When a giant forest violently erupts out of the New Mexico desert—unfortunately impaling most of the townsfolk—the land, along with the werewolves, insect-like things, aliens, mold monsters, demons, ghosts, and other beasties it contains is quickly snapped up by an entrepreneurial individual. In a true capitalistic spirit, H.F. Enterprises turns the deadly demesne into a tourist destination. They hire cryptozoologists to analyze the dangerous denizens and run (perfectly safe!) tram tracks through woods for the ultimate in (safe!) scares. Needless to say, safety protocols are colossally compromised on the Halloween Day Tour, stranding formerly eager monster-aficionados deep in the woods. Monsters rejoice. Tourists die. And they die in lots of creative ways involving copious amounts of blood, goo, and unnamed fluids teeming with wormy things. A handful of survivors escape deeper into the woods: Eddie the tram driver; Barbara, the pretty young guide; soon-to-be-unemployed Chris and his mom; an elderly hoax debunker, Lee; and six-year-old Tommy. Can anyone make it out alive? Can anyone stop the forest from spreading? Don’t look at me: I’m not to spoil it for you.

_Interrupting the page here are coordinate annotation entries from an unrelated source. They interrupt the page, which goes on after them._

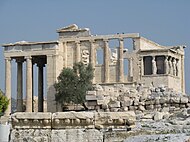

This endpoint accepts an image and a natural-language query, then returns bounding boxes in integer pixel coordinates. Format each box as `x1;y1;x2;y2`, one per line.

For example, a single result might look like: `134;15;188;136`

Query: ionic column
5;57;11;115
176;59;179;76
90;41;96;83
168;57;173;74
164;56;169;74
104;40;110;83
129;58;133;77
152;56;157;75
76;41;81;63
172;58;176;76
119;39;124;82
16;59;23;112
63;42;67;67
37;63;44;112
181;55;185;93
139;57;144;76
25;56;33;112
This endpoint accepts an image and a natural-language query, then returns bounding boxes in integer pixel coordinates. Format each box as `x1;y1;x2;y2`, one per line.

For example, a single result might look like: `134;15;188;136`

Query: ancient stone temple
3;24;185;113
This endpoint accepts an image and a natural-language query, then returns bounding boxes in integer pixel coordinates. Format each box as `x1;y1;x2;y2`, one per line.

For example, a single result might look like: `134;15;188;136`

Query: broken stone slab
86;91;96;96
95;111;136;129
180;96;188;104
51;129;103;142
52;111;94;129
11;112;52;129
86;94;97;101
108;101;121;108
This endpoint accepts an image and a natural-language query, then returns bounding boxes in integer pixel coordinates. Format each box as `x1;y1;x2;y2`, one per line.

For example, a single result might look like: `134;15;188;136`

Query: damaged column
90;40;96;83
5;57;11;115
104;39;110;83
25;56;33;112
16;58;24;112
37;62;44;112
152;56;157;75
119;39;124;82
76;41;81;63
164;56;169;74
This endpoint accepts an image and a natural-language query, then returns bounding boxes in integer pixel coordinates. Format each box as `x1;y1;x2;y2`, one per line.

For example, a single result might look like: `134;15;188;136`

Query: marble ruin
3;24;185;113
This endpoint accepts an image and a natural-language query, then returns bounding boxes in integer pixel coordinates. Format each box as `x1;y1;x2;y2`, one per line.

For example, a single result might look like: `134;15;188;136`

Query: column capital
89;39;95;43
5;57;11;61
46;54;54;57
16;58;24;63
75;40;80;44
103;38;109;42
24;56;32;60
37;61;45;67
118;37;124;41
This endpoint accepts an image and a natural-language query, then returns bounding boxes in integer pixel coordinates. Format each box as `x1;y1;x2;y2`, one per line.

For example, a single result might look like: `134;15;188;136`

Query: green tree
54;62;94;109
0;89;9;116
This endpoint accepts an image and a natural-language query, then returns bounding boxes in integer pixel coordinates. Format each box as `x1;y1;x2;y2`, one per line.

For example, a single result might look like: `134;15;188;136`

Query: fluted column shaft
5;58;11;115
152;56;157;75
119;39;124;82
104;40;110;83
140;57;144;76
38;64;44;112
164;56;169;74
63;42;67;67
90;41;95;83
17;59;23;112
26;56;33;112
76;41;81;63
129;58;133;77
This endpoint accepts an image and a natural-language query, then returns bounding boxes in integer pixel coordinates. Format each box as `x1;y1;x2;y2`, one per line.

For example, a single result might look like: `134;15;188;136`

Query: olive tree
54;62;93;109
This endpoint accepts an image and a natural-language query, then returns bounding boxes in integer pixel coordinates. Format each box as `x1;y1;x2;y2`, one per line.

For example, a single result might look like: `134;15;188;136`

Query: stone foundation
10;112;135;142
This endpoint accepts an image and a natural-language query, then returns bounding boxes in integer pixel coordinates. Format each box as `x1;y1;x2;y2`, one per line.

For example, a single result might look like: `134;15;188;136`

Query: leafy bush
54;62;93;106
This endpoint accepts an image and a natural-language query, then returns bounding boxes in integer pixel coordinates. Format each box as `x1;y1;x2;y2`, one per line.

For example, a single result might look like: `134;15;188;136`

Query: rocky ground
124;109;190;142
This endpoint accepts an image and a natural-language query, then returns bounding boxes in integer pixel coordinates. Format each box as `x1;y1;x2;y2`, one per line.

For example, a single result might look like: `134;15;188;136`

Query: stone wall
10;112;135;142
86;84;190;119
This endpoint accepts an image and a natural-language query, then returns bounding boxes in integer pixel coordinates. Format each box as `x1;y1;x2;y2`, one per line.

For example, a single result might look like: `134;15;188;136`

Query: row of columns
69;39;127;83
5;56;44;115
144;56;180;76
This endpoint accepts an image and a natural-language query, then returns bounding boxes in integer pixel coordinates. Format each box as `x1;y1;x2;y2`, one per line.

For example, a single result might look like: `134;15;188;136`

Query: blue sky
0;0;190;94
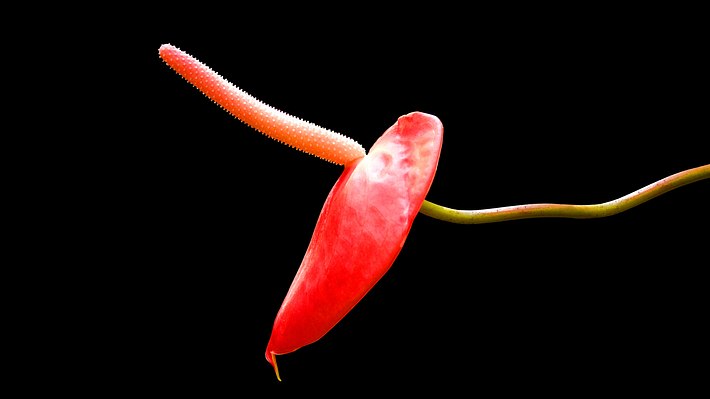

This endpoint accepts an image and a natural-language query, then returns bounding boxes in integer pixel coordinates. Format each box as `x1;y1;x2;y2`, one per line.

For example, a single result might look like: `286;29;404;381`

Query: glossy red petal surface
266;112;443;365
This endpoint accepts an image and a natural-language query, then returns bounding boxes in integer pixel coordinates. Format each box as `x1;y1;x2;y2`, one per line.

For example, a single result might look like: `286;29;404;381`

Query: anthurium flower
159;45;443;379
266;112;443;373
159;44;710;380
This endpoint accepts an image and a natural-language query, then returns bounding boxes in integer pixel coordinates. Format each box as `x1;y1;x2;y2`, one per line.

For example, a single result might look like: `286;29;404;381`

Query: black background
51;6;710;396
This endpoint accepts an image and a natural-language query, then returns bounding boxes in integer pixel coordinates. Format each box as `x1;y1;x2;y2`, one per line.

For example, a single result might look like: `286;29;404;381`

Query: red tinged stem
266;112;443;379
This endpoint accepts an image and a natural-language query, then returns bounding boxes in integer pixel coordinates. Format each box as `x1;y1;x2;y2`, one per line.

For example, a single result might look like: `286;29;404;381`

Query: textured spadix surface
158;44;365;165
266;112;443;376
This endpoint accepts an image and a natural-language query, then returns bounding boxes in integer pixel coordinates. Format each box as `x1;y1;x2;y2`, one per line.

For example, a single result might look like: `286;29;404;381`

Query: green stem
419;164;710;224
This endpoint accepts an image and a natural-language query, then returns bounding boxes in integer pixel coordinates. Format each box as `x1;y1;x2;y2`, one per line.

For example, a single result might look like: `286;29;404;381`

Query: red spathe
266;112;443;367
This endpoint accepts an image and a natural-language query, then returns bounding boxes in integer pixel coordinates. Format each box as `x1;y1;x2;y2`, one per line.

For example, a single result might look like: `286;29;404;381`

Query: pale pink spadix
158;44;365;165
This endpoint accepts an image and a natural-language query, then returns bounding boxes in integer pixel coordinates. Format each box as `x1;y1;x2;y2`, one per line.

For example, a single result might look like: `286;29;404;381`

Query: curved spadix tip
158;44;365;165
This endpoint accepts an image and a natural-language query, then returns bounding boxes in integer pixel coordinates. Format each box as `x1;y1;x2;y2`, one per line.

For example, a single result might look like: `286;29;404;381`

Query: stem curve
419;164;710;224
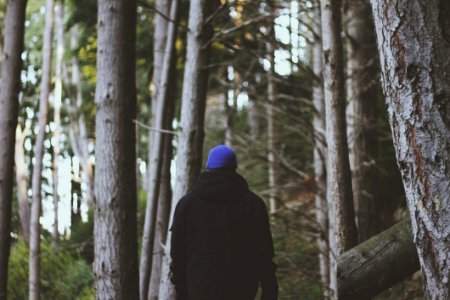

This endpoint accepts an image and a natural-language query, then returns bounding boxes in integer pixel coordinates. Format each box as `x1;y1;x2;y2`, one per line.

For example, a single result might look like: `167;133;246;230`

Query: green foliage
8;241;93;300
272;208;322;300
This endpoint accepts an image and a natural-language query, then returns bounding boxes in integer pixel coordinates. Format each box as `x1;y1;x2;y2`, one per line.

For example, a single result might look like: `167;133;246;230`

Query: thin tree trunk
0;0;27;300
69;25;94;208
320;0;358;298
247;96;260;140
148;92;176;300
94;0;139;299
159;0;219;300
345;0;381;242
313;1;330;298
14;124;30;241
52;0;64;248
372;0;450;299
139;0;170;300
140;1;179;300
266;24;279;214
223;66;238;147
29;0;55;300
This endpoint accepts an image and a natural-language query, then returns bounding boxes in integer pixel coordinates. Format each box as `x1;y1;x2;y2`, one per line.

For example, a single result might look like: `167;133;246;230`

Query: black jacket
170;171;278;300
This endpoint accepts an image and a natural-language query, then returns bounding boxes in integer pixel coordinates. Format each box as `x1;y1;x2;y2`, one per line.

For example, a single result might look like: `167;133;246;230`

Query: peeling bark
266;20;280;214
312;1;330;299
345;0;381;242
372;0;450;299
140;1;179;300
0;0;27;300
320;0;358;299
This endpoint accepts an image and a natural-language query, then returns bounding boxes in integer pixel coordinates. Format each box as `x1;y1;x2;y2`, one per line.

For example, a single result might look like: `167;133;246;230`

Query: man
170;145;278;300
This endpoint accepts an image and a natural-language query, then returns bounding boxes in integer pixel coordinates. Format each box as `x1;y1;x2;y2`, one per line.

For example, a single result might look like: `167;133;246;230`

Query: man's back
171;170;277;300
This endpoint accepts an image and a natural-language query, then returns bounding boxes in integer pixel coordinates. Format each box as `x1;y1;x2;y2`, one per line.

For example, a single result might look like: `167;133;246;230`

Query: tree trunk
52;0;64;248
345;0;381;242
266;24;280;214
0;0;26;300
372;0;450;299
69;25;94;208
320;0;358;298
337;219;419;299
313;1;330;299
247;99;260;140
159;0;219;300
140;1;179;300
94;0;139;299
14;124;30;241
148;93;176;300
29;0;55;300
223;66;238;147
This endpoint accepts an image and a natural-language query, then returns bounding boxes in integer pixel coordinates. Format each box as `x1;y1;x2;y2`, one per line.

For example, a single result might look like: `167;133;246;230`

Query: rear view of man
171;145;278;300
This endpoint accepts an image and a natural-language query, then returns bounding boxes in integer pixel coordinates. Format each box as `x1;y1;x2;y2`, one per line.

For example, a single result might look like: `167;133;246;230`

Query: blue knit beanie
206;145;237;169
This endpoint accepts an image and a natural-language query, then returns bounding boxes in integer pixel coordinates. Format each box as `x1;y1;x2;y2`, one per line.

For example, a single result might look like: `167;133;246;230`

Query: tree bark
140;1;179;300
29;0;55;300
266;20;280;214
159;0;219;300
345;0;381;242
14;124;30;241
320;0;358;298
372;0;450;299
52;0;64;248
337;219;419;299
94;0;139;299
148;94;176;300
223;66;239;147
69;25;94;208
0;0;27;300
313;1;330;299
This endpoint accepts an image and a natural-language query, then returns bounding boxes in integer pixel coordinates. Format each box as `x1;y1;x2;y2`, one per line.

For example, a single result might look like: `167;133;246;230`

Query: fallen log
337;219;419;299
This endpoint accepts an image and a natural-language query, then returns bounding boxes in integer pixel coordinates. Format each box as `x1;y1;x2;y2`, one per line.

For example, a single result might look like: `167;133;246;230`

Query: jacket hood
192;170;249;202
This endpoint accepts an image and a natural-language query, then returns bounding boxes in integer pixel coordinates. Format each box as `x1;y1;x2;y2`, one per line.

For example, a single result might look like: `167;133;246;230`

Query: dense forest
0;0;450;300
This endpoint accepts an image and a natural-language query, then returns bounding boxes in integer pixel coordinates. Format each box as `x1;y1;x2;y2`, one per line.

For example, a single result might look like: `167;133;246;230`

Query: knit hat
206;145;237;169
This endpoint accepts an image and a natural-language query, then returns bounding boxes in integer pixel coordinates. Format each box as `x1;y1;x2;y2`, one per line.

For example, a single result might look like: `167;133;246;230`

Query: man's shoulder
248;190;266;210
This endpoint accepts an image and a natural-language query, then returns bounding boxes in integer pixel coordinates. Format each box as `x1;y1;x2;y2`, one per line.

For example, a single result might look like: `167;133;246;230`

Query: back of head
206;145;237;171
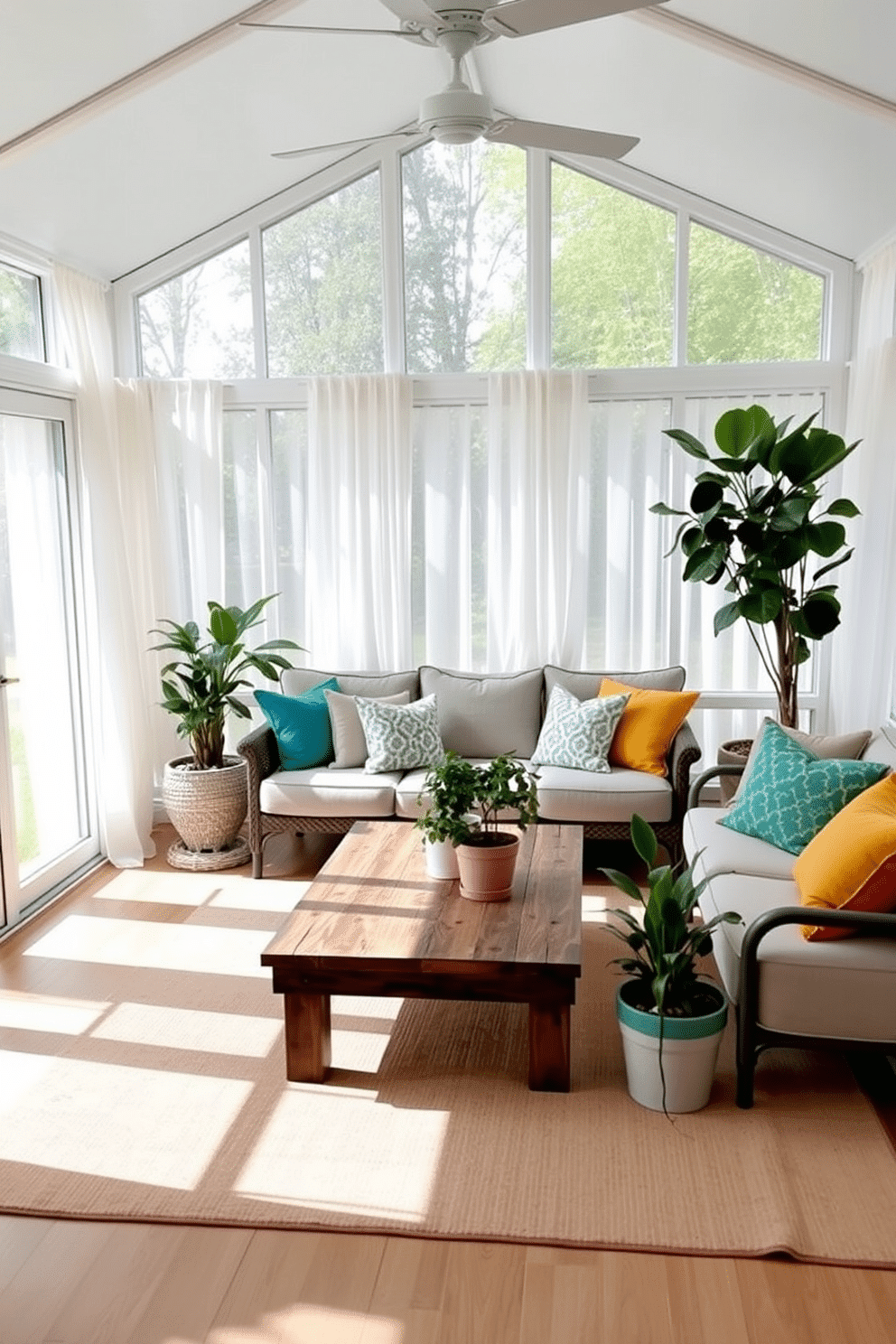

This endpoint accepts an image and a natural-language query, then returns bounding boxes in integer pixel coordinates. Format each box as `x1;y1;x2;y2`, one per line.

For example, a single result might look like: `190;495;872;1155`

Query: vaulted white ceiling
0;0;896;280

Moore and Strand obviously had a blast writing this one and their macabre delight is infectious. You read The Haunted Forest Tour with a big grin and a wince of revulsion plastered to your face. There are lots of “eeeew” moments, but they’re lightened by how frankly flat-out funny the story is. Even the characters find a dark humor in their precarious plights.
Now, we’re not talking National Book Award nominee, here. The plot is straightforward: monsters. Though there are some neat little surprises along the way. Still, the characters are fleshed out enough— well, enough that they’ve got plenty of flesh to be removed—but also in that we root for them. I was genuinely (briefly) disappointed when a certain character died on me. That said, The Haunted Forest Tour is all about the monsters. Reading it is like reveling in a big old box of disgusting chocolates (ones filled with different creepy things). You never know what you’re going to bite into—or what’s going to bite you. Bon appétit! (Bonne lecture!)
November 1, 2020 at 8:13 pm
I’m surprised I haven’t come across more books that have this kind of horror-comedy vibe, it feels like there’s a lot of potential there. There’s something kind of hilariously absurd in how fragile our meat shells are.